House GOP impeachment managers are sending articles of impeachment against Homeland Security Secretary Alejandro Mayorkas to the Senate on Tuesday, and Senate Republicans will be watching Majority Leader Chuck Schumer’s next move.

House Speaker Mike Johnson signed the articles Monday afternoon, The Hill reported.

Republicans worry that rather than holding a Senate trial on the matter, Schumer will table the articles by a razor-thin majority vote, according to Time magazine. Republicans plan to force votes to thwart Schumer’s ability to bypass a full trial.

Johnson delayed making the ceremonial trip to deliver impeachment articles last Wednesday at the request of GOP senators who wanted more time to build a case, Fox News reported.

What Republicans are saying about Mayorkas impeachment

Sen. Mike Lee, R-Utah, has been one of the most vocal Senate Republicans about Schumer’s actions on a Mayorkas impeachment trial. Lee approved of Johnson’s delay and posted on X, the site formerly known as Twitter, that Schumer’s actions would be “unprecedented” and “unjustified” if he tables the impeachment articles.

Sen. Mike Lee pushes for Mayorkas’ impeachement trial, Sen. Mitt Romney hasn’t ruled out voting no

“The Senate should protect Americans and try Mayorkas,” Lee also posted on X. “Not the other way around.”

According to Time magazine, Republicans like Lee and Sen. Ted Cruz, R-Texas, said the first Senate impeachment against former President Donald Trump set a precedent for the legislative body to go forward with a trial.

In addition to Lee and Cruz, 42 other Senate Republicans have signed a letter to Schumer calling for a full Mayorkas impeachment trial. Five Republican senators didn’t sign the letter, including Utah Sen. Mitt Romney.

What’s next in Mayorkas impeachment?

Before impeachment articles are delivered to the Senate, Mayorkas will appear at a hearing before the House Homeland Security Committee, Fox News reported.

Senators could be sworn in as jurors Wednesday even though Schumer is expected to quickly try to dismiss the charges, according to The Hill. The impeachment articles accuse Mayorkas of breaching public trust, as well as a “willful and systematic refusal to comply with the law” related to immigration and border security.

Members of both parties in the Senate expect a procedural motion to dismiss or table the charges against Mayorkas to be offered by Democrats, Roll Call reported.

A 51-49 vote could approve a pretrial motion to dismiss impeachment, according to Ohio Capitol Journal.

The Associated Press laid out how Schumer could get to a 51-49 margin.

“Getting to 51 votes would require every single Democrat and the chamber’s three Independents to vote to dismiss, or potentially fewer if any Republicans join them,” the AP reported. “So far, no Democrats or Independents have expressed support for moving ahead with an impeachment trial.”
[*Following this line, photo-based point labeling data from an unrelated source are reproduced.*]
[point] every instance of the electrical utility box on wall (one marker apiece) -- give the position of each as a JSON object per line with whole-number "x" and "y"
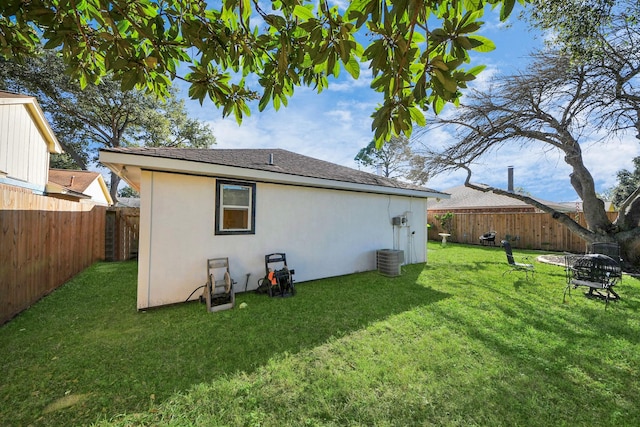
{"x": 389, "y": 262}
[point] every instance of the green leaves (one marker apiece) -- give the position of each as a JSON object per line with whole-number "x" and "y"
{"x": 414, "y": 53}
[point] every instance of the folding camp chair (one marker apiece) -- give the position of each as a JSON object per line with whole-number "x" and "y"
{"x": 218, "y": 293}
{"x": 517, "y": 266}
If the Senate did move to a trial, it might take weeks for impeachment managers and lawyers representing Mayorkas to make their cases, the AP reported. Senators would “be forced to sit in their sears for the duration.”
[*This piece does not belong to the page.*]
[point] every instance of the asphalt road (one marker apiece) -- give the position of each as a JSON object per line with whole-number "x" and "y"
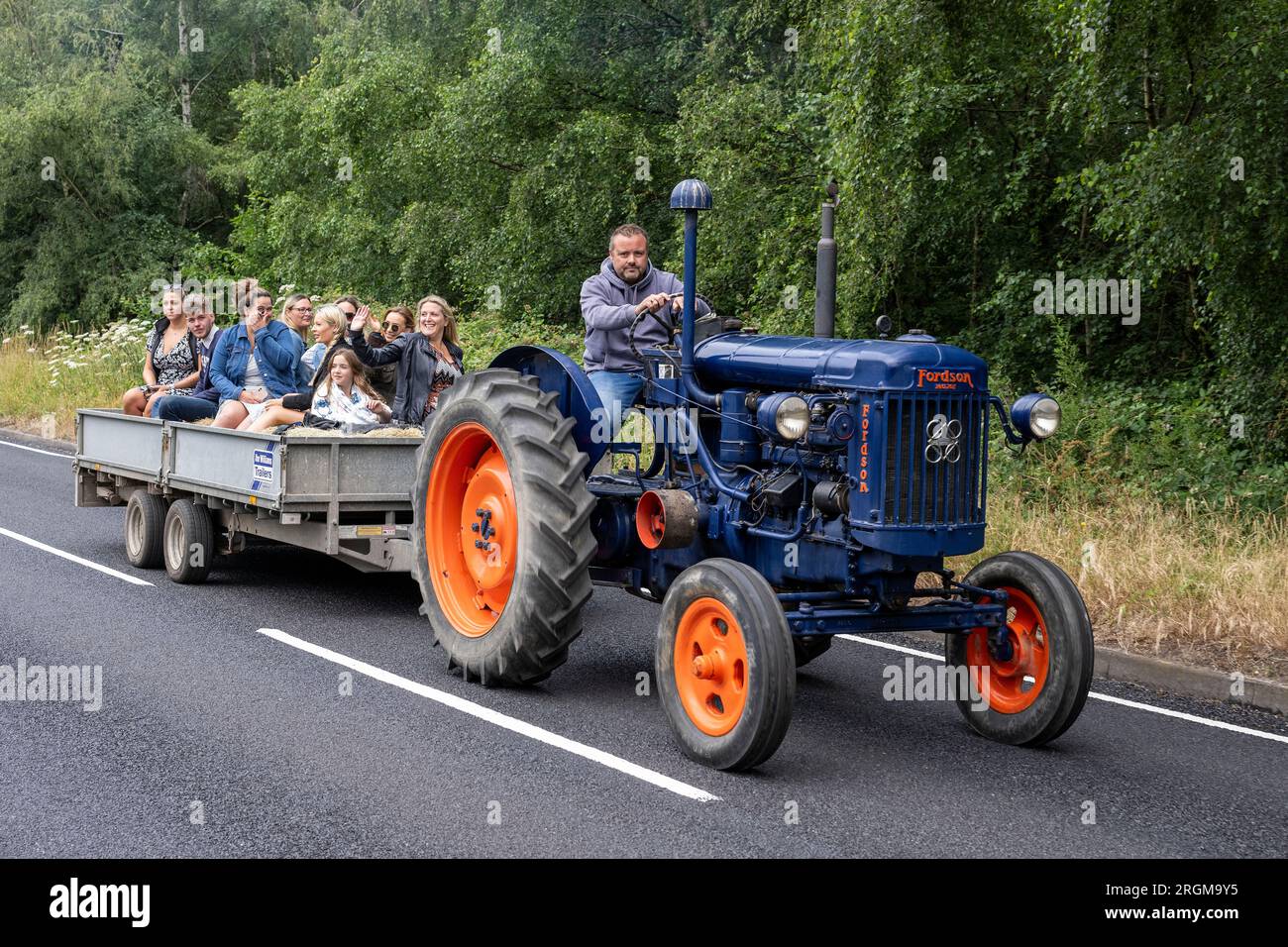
{"x": 201, "y": 707}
The issue of accountability on illegal border crossings is expected to be a top issue from now to the presidential election in November, according to Time magazine.

Critics of Mayorkas impeachment weigh in

Schumer has criticized House Republicans’ push for impeachment against Mayorkas, while vowing to move forward “expediently,” according to Fox News.

The charges Mayorkas faces amount to a policy disagreement, not crimes that would mean impeachment is necessary, Democrats have said, according to the AP.

The Hill called the impeachment approach “unusual,” while legal experts told Time magazine that the articles “are very weak, lack evidence of wrongdoing, and don’t rise to the standard set in the Constitution.”